Australia's CGT Reform Is Moving from Lobbying to Legislative Concessions Three separate developments this cycle — Labor MPs signaling concessions after viral founder protests, CPA Australia flagging design flaws in the startup carve-out, and the hard July 2027 transition deadline now law — indicate that Australia's equity tax overhaul is entering a period of active political negotiation rather than settled implementation. Founders with Australian cap tables have a short window to model outcomes and engage on the remaining design gaps before the transition date locks in.

Non-Dilutive Capital Is Gaining Institutional Scale, Not Just Ideological Approval vGames' $500M revenue-linked fund, backed by General Atlantic, joins Griffin Gaming's $100M revenue-share vehicle (covered last cycle) as evidence that institutional capital is actively building infrastructure for growth financing that skips equity issuance. This is no longer a bootstrapper workaround — it is a product category being designed at scale for companies that want to preserve ownership while accessing growth capital.

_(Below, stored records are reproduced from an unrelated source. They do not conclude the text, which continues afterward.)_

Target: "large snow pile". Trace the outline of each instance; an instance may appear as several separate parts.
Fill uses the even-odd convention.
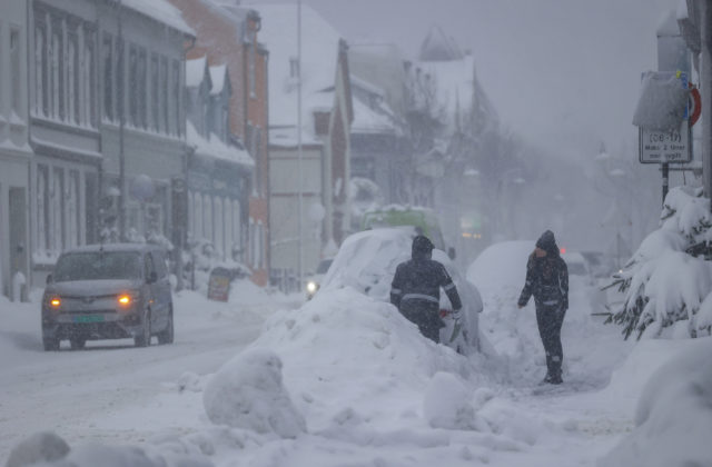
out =
[[[349,236],[334,258],[322,289],[352,287],[368,297],[389,301],[393,276],[400,262],[411,259],[414,235],[413,228],[403,227],[377,228]],[[463,354],[487,351],[490,346],[482,339],[478,329],[478,314],[483,309],[479,291],[463,277],[444,251],[433,250],[433,259],[445,266],[463,302],[464,332],[449,342],[453,321],[446,318],[446,327],[441,330],[441,341]],[[445,294],[441,294],[441,309],[452,310]]]
[[[204,404],[214,424],[284,438],[306,431],[281,384],[281,360],[266,349],[245,351],[225,364],[205,388]]]
[[[695,337],[712,331],[712,266],[691,252],[709,250],[710,200],[700,190],[672,189],[665,198],[660,229],[650,234],[617,276],[625,292],[613,320],[627,338]],[[678,324],[682,321],[682,325]],[[668,329],[670,331],[668,331]]]
[[[152,448],[88,444],[70,448],[51,431],[38,433],[18,444],[6,467],[211,467],[201,455],[164,455]]]
[[[712,338],[661,367],[645,385],[635,429],[600,466],[712,465]]]
[[[531,386],[541,380],[545,369],[544,348],[538,335],[534,300],[517,308],[524,287],[526,261],[534,241],[504,241],[486,248],[467,269],[467,279],[482,291],[484,312],[481,334],[494,346],[500,359],[496,367],[504,382]],[[564,380],[576,386],[603,386],[614,356],[606,352],[604,339],[591,316],[593,286],[584,280],[570,280],[568,311],[562,329]],[[614,336],[613,336],[614,337]],[[570,344],[576,342],[576,346]],[[590,345],[589,345],[590,344]],[[589,360],[587,367],[572,362]],[[600,370],[599,370],[600,369]]]

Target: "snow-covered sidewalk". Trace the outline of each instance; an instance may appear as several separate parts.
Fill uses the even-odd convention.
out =
[[[256,308],[233,319],[230,306],[216,310],[201,297],[181,296],[184,316],[204,316],[182,336],[205,334],[184,342],[189,351],[177,352],[180,339],[146,349],[172,350],[150,356],[157,364],[150,371],[169,371],[137,389],[137,374],[106,370],[90,389],[107,391],[103,378],[115,390],[136,389],[125,389],[120,406],[96,407],[97,396],[82,393],[95,407],[89,424],[70,418],[63,425],[56,413],[28,405],[19,426],[56,431],[71,448],[65,459],[78,466],[99,458],[110,467],[137,459],[146,466],[596,466],[634,429],[636,400],[653,371],[700,345],[624,341],[619,328],[590,316],[587,292],[574,285],[563,328],[565,384],[542,388],[533,310],[516,309],[515,287],[479,288],[481,328],[496,356],[467,358],[434,345],[390,305],[349,287],[324,290],[300,308],[273,304],[253,321],[266,319],[261,329],[244,338],[225,327],[249,321]],[[206,320],[208,309],[218,318]],[[216,346],[192,355],[210,336]],[[108,354],[148,356],[144,349]],[[55,384],[51,365],[59,358],[83,365],[92,355],[101,360],[107,352],[32,354],[50,375],[33,378]],[[219,366],[216,356],[226,362]],[[6,368],[23,374],[21,365]],[[77,393],[62,385],[42,397]],[[79,396],[75,401],[81,407]],[[87,439],[102,444],[90,447]],[[126,444],[139,449],[117,447]]]

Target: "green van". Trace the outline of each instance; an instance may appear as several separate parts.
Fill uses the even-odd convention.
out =
[[[379,227],[415,227],[416,232],[431,239],[435,248],[445,249],[445,240],[441,230],[437,216],[428,208],[393,207],[368,211],[362,219],[362,230],[370,230]]]

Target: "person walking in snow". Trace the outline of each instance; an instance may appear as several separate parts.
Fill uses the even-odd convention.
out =
[[[554,234],[546,230],[526,262],[526,282],[517,302],[526,306],[534,296],[536,324],[546,352],[546,377],[543,382],[560,385],[564,352],[561,327],[568,309],[568,268],[558,254]]]
[[[393,277],[390,302],[418,326],[423,336],[437,344],[444,327],[439,316],[441,287],[453,305],[452,316],[456,324],[462,318],[462,302],[445,266],[432,259],[434,248],[425,236],[413,239],[412,259],[398,265]]]

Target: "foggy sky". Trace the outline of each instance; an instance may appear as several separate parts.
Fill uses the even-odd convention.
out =
[[[251,0],[249,3],[287,0]],[[296,1],[293,1],[296,2]],[[349,42],[395,42],[416,57],[431,26],[472,50],[502,121],[564,157],[604,141],[636,151],[641,72],[678,0],[304,0]]]

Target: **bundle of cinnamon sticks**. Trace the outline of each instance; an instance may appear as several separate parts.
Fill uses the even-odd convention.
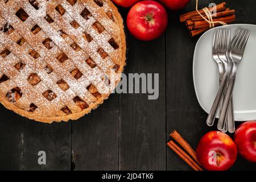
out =
[[[196,152],[177,130],[172,131],[170,135],[173,139],[173,140],[170,140],[167,143],[169,147],[193,169],[195,171],[203,171],[196,159]]]
[[[226,7],[226,2],[222,2],[216,6],[209,8],[213,22],[221,21],[227,24],[236,20],[235,10]],[[199,10],[200,14],[208,19],[203,10]],[[185,13],[180,16],[180,22],[185,22],[189,35],[195,36],[204,32],[210,28],[209,23],[206,21],[197,11]],[[214,27],[221,26],[220,23],[214,23]]]

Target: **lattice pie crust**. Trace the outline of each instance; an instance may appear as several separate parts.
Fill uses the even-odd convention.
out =
[[[0,0],[0,102],[24,117],[77,119],[120,81],[109,77],[125,36],[109,0]]]

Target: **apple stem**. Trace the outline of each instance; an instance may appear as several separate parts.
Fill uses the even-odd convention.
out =
[[[150,22],[153,19],[153,15],[151,13],[148,14],[146,15],[145,19],[147,22]]]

FDI Screening Has Become a Governance Instrument, Not Just a Security Filter Academic research now characterizes FDI review regimes in the US, EU, and Italy as mechanisms for embedding ongoing state authority into corporate governance through conditional approvals and monitoring commitments — not one-time clearance events. For founders structuring cross-border acquisitions or accepting foreign investment in strategically relevant sectors, regulatory approval is increasingly the beginning of a governance relationship, not its conclusion.

What to Expect

2026-07-27 NSF Strategic Breakthrough SBIR project pitch deadline — up to $30M in non-dilutive capital for Phase II companies; last opportunity before the window closes.
2026-08-01 India's SEBI new buyback rules take effect — open-market buybacks compressed to 66-working-day timeline; merchant banker appointment now discretionary, transferring compliance responsibility to company boards.
2026-08-12 Zostel vs. Oyo returns to Delhi High Court for the next hearing on the decade-long disputed 7% equity stake.
2027-01 Canada's mandatory pre-closing national security review for critical minerals investments takes effect — up to 200-day review timelines for non-Canadian acquirers.
2027-07-01 Australia's CGT reform transition date — the 50% CGT discount is replaced by cost-base indexation and a 30% minimum tax rate; founders with complex cap tables should complete structural review well before this deadline.